NARFCS sensitivity analysis

# basic setup
library(smdi)
library(ggplot2)
library(survival)
library(gt)
library(broom)
library(fastDummies)
library(survival)
library(mice)
library(dplyr)
library(gridExtra)
library(tibble)
library(forcats)

Sensitivity analysis for MNAR(value)

As we have seen earlier, if the missingness mechanism of an important covariate, such as a strong partially observed confounder, truly follows either a missing completely at random (MCAR) or a missing not at random value (MNAR[value]) scenario, it may be possible to differentiate these two mechanisms using smdi_diagnose(), but the distinction between the two can also turn out difficult in practice. This can have serious consequences since covariates that follow a true MNAR(value) mechanism may severely bias the effect estimation of an exposure of interest.

In reality, we will not be able to know 100% what the true missingness mechanism is and there may always be some residual uncertainty in case of MNAR(value). On the positive side, however, Leacy and Moreno-Betancur et al. have proposed a useful procedure to impute multivariable missing data under MNAR(value) conditions. By definition, under a MNAR(value) mechanism, the true (but unobserved) values of a variable systematically differ from the observed values. The idea of the not at random fully conditional specification (NARFCS) sensitivity analysis is to specify an imputation model containing a sensitivity parameter 𝛅 that reflects this systematic departure from a missing at random (MAR) mechanism.

Illustrative example

For example, the age_num of patients below a certain age cut-off may be systematically less frequently recorded.
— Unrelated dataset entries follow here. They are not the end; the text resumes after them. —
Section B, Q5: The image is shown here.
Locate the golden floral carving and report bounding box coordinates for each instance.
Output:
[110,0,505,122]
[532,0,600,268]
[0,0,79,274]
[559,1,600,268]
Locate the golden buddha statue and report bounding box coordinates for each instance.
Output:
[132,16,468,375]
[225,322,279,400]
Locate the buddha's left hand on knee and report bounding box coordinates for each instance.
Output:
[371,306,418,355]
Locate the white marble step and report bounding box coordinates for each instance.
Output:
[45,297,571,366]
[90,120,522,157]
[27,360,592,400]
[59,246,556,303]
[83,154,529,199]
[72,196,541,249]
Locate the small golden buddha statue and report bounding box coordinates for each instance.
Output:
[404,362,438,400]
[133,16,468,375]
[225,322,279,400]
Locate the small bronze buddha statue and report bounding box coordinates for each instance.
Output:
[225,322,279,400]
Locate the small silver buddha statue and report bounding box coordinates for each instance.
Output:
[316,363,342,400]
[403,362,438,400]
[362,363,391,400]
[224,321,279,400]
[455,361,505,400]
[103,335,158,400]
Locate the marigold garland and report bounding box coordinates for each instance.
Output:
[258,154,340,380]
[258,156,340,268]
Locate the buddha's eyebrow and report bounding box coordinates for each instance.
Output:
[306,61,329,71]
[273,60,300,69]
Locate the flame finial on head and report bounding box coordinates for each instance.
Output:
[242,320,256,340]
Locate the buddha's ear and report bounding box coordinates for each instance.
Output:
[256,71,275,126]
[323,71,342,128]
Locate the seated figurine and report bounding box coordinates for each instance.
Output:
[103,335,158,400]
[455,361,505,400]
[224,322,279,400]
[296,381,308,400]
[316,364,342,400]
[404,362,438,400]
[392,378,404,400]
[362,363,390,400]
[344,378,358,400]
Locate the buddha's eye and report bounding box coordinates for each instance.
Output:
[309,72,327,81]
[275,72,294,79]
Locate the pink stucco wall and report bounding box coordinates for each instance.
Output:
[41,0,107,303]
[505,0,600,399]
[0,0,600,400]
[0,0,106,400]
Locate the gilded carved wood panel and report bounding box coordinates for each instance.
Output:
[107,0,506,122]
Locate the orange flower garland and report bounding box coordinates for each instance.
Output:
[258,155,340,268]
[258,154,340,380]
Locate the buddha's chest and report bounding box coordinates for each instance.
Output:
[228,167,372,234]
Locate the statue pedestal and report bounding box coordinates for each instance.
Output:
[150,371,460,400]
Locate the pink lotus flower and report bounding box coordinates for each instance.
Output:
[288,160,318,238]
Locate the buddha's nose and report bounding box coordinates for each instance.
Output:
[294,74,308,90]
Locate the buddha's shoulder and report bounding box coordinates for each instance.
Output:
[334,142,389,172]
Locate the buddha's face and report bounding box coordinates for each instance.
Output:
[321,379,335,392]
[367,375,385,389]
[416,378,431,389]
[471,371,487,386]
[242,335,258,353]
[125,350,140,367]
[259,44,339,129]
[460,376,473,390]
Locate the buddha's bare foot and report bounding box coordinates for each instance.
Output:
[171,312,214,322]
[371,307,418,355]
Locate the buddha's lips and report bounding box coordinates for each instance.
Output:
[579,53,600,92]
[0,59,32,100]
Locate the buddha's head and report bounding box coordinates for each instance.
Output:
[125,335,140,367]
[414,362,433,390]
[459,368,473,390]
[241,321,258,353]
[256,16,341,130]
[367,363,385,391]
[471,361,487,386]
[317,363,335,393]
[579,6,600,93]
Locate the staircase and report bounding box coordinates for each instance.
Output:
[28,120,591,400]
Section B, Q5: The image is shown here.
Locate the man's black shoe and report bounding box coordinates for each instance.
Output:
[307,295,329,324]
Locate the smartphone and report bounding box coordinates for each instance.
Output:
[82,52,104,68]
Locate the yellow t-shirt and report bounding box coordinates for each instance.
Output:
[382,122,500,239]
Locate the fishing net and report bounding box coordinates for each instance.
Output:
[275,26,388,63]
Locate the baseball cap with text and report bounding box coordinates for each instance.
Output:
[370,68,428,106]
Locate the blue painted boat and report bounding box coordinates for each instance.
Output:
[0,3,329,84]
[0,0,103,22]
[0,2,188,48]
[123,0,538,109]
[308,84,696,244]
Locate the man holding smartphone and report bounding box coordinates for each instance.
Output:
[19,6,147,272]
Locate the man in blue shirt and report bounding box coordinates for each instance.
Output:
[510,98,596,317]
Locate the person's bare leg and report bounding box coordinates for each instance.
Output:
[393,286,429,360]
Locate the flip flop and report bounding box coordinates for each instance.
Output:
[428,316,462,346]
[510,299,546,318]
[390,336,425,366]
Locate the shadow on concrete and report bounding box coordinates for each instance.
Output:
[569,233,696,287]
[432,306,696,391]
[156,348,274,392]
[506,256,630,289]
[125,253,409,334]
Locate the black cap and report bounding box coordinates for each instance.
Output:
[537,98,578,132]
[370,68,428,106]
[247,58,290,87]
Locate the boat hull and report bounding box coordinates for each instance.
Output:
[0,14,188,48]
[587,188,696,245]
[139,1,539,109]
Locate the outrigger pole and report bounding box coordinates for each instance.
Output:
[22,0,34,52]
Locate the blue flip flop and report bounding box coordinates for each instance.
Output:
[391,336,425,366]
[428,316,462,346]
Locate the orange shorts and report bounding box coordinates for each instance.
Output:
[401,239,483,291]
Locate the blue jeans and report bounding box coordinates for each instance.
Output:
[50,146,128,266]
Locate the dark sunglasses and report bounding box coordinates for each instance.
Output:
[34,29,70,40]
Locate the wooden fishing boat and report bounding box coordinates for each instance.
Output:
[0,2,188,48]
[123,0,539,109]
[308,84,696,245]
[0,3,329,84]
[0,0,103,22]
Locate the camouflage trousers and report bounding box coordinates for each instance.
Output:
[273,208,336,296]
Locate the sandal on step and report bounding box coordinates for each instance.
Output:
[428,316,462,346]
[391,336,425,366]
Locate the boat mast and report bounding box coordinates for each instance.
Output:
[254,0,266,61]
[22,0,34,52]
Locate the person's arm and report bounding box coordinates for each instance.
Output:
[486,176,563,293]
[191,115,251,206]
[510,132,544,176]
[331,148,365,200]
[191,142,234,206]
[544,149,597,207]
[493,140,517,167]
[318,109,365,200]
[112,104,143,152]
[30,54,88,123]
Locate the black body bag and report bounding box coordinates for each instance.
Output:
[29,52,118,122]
Despite this, age_num may still be an important predictor for the initiation of the treatment of interest and simultaneously an import prognostic variable for the outcome (time to death due to any reason [overall survival] in this example).
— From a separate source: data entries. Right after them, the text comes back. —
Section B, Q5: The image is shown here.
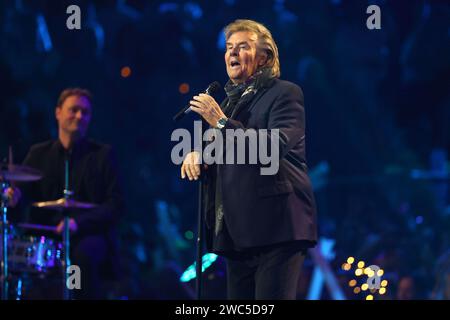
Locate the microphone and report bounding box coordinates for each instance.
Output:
[173,81,221,121]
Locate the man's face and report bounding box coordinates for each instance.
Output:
[225,31,267,83]
[55,96,91,137]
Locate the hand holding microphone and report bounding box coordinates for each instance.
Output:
[173,81,221,121]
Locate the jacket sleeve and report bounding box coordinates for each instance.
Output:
[222,83,305,168]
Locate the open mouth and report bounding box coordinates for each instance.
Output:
[230,61,241,68]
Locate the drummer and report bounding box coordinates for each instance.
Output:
[7,88,123,299]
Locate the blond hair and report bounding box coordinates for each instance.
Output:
[224,19,280,78]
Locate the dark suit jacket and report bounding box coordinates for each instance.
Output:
[204,79,317,250]
[20,139,124,276]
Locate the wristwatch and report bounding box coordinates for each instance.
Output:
[216,118,228,129]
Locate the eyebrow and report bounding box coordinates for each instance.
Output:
[225,41,253,46]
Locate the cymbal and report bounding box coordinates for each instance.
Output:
[18,223,56,231]
[33,198,97,210]
[0,164,43,182]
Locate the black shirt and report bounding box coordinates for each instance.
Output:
[20,139,123,235]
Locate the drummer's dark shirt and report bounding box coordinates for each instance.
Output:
[16,139,123,236]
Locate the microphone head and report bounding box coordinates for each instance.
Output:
[206,81,222,96]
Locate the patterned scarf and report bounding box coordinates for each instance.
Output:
[223,67,272,117]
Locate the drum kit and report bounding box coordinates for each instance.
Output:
[0,157,96,300]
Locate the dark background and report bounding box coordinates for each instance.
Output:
[0,0,450,299]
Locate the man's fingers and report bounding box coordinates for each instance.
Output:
[181,163,186,179]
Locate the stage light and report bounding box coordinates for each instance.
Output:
[180,253,218,282]
[184,230,194,240]
[364,268,375,278]
[120,66,131,78]
[178,83,189,94]
[342,263,352,271]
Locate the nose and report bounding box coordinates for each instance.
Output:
[75,110,84,120]
[230,46,239,56]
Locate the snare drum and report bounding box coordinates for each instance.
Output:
[0,235,63,273]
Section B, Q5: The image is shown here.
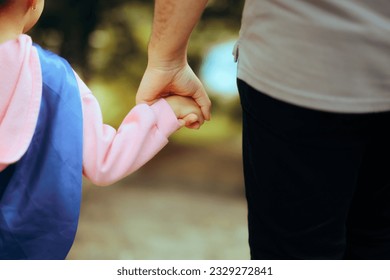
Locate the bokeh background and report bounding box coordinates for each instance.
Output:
[30,0,249,260]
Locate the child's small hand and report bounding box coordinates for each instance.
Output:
[165,95,204,129]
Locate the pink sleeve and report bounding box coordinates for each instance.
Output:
[76,75,179,185]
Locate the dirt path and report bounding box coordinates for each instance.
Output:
[68,142,249,260]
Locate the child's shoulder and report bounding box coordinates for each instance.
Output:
[33,40,77,91]
[33,43,72,72]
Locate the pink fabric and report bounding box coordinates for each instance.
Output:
[0,35,180,185]
[77,73,180,185]
[0,35,42,171]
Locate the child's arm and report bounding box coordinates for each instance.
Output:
[77,72,195,185]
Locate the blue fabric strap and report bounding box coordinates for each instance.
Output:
[0,46,83,259]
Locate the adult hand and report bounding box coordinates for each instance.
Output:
[136,63,211,128]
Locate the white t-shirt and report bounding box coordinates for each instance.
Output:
[238,0,390,113]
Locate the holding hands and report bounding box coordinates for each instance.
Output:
[136,61,211,129]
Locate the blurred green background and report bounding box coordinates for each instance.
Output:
[30,0,249,259]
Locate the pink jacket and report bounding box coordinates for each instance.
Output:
[0,35,180,185]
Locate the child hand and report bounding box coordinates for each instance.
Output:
[165,95,204,129]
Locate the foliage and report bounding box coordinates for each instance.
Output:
[31,0,244,133]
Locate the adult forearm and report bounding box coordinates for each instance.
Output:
[148,0,208,65]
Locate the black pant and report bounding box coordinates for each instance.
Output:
[238,80,390,259]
For simplicity, we don’t assume any other missing covariates for now. In order to introduce an MNAR(value) mechanism for the age_num covariate, we:

  • Determine a missingess pattern, in which only age_num will be set to missing
  • Create a weight vector, in which only age_num itself (by a non-zero value) is the linear predictor for the probability of observations becoming missing
  • Specify a type of logistic probability distribution for the missingness weights, so that patients with low weighted sum scores (i.e., younger age_num) will have a larger probability of becoming incomplete
  • Define an overall missingness proportion of ~40%
# load complete dataset
smdi_data_complete <- smdi_data_complete %>% 
  dummy_columns(
    select_columns = "ses_cat",
    remove_most_frequent_dummy = TRUE,
    remove_selected_columns = TRUE
    )

# determine missingness pattern
age_col <- which(colnames(smdi_data_complete)=="age_num")
miss_pattern <- rep(1, ncol(smdi_data_complete))
miss_pattern_age <- replace(miss_pattern, age_col, 0)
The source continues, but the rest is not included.